O Benfica empatou com o Vitória de Setúbal 1-1, na Luz, em jogo da 29.ª jornada da Liga de futebol monótono, que só espevitou na segunda parte com a entrada de alguns titulares.

 Com o título já assegurado, o Benfica encarou a partida com o Vitória de Setúbal, que também já garantiu a permanência, com espírito de "cumprir calendário", o que é compreensível, mas já os sadinos perderam uma boa oportunidade de mostrarem serviço.

 A opção de Jorge Jesus de poupar vários titulares, tendo em conta a final da Taça da Liga que se disputa na próxima quarta-feira, a juntar ao ritmo baixo que a equipa impôs à partida, redundaram numa primeira parte lenta, arrastada, chata, sem motivos de interesse.

 Por outro lado, o Vitória de Setúbal nunca foi capaz de contrariar esta tendência natural de uma equipa que já conquistou o título e que há quatro dias garantiu o apuramento para a final da Liga Europa, em circunstâncias muito difíceis.

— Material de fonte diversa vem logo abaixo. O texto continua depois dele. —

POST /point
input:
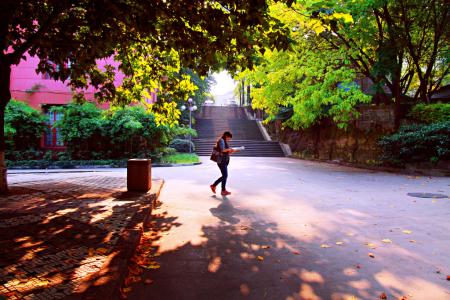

 Jogadores jovens e promissores como João Mário, Ricardo Horta e Tiba, a actuar num relvado magnífico perante o campeão, com a imprensa presente em peso, não foram capazes de aproveitar esta oportunidade soberana para mostrarem o talento que se lhes imputa.

 O jogo decorreu tão devagarinho e num espírito tão "amigável" que o árbitro Duarte Gomes, tão habitualmente propenso a mostrar cartões, não exibiu um durante toda a primeira parte.

 O primeiro aconteceu aos 73 minutos, a Enzo Perez, já depois de Jorge Jesus ter lançado três titulares.

 Na primeira parte não houve nenhuma oportunidade de golo e o Benfica fez o seu primeiro remate à baliza de Kieszek aos 16 minutos, enquanto o Vitória de Setúbal mostrou uma total incapacidade para estender o jogo até à área "encarnada" e incomodar Paulo Lopes. Salvio era a excepção, o único jogador que foi capaz de dar uns esticões numa partida arrastada.

 Na segunda parte, começou a espevitar com a entrada de Lima, após o intervalo, para o lugar do amorfo Djuricic e só ganharia alguma emoção com as entradas posteriores de Enzo Perez (63) e de Gaitán (88), cuja postura no tempo que estiveram em campo devia servir de exemplo aos colegas que desperdiçaram uma boa oportunidade de se mostrarem ao treinador.

 O Benfica chegou ao golo aos 60 minutos, numa boa jogada entre os dois Andrés, o Almeida e o Gomes, com este último a finalizar na cara do guarda-redes sadino, mas foi a partir da entrada de Enzo Perez, primeiro, e depois Gaitán, que o jogo finalmente ganhou vida.

 Um detalhe significativo: Duarte Gomes mostrou quatro amarelos, dois para cada lado, o primeiro deles aos 73 minutos, a Enzo Perez, sendo que o segundo jogador "encarnado" a ver o cartão foi precisamente Gaitán, o que reflecte o espírito competitivo com que entraram no jogo em contraste com muitos dos seus companheiros.

 O jogo valeu pela meia hora final, na qual o Benfica criou várias oportunidades para vencer a partida, mesmo depois do Vitória de Setúbal ter empatado a partida numa grande penalidade "caída do céu", por Rafael Martins, após derrube de Maxi Pereira a Tiba.

 No entanto, o golo do triunfo acabou por não surgir, por manifesta precipitação na finalização, com destaque particular para Cardozo, que está numa fase tão crítica de confiança, que deixá-lo de fora se afigura a melhor forma de o proteger ou de não expor as suas actuais debilidades.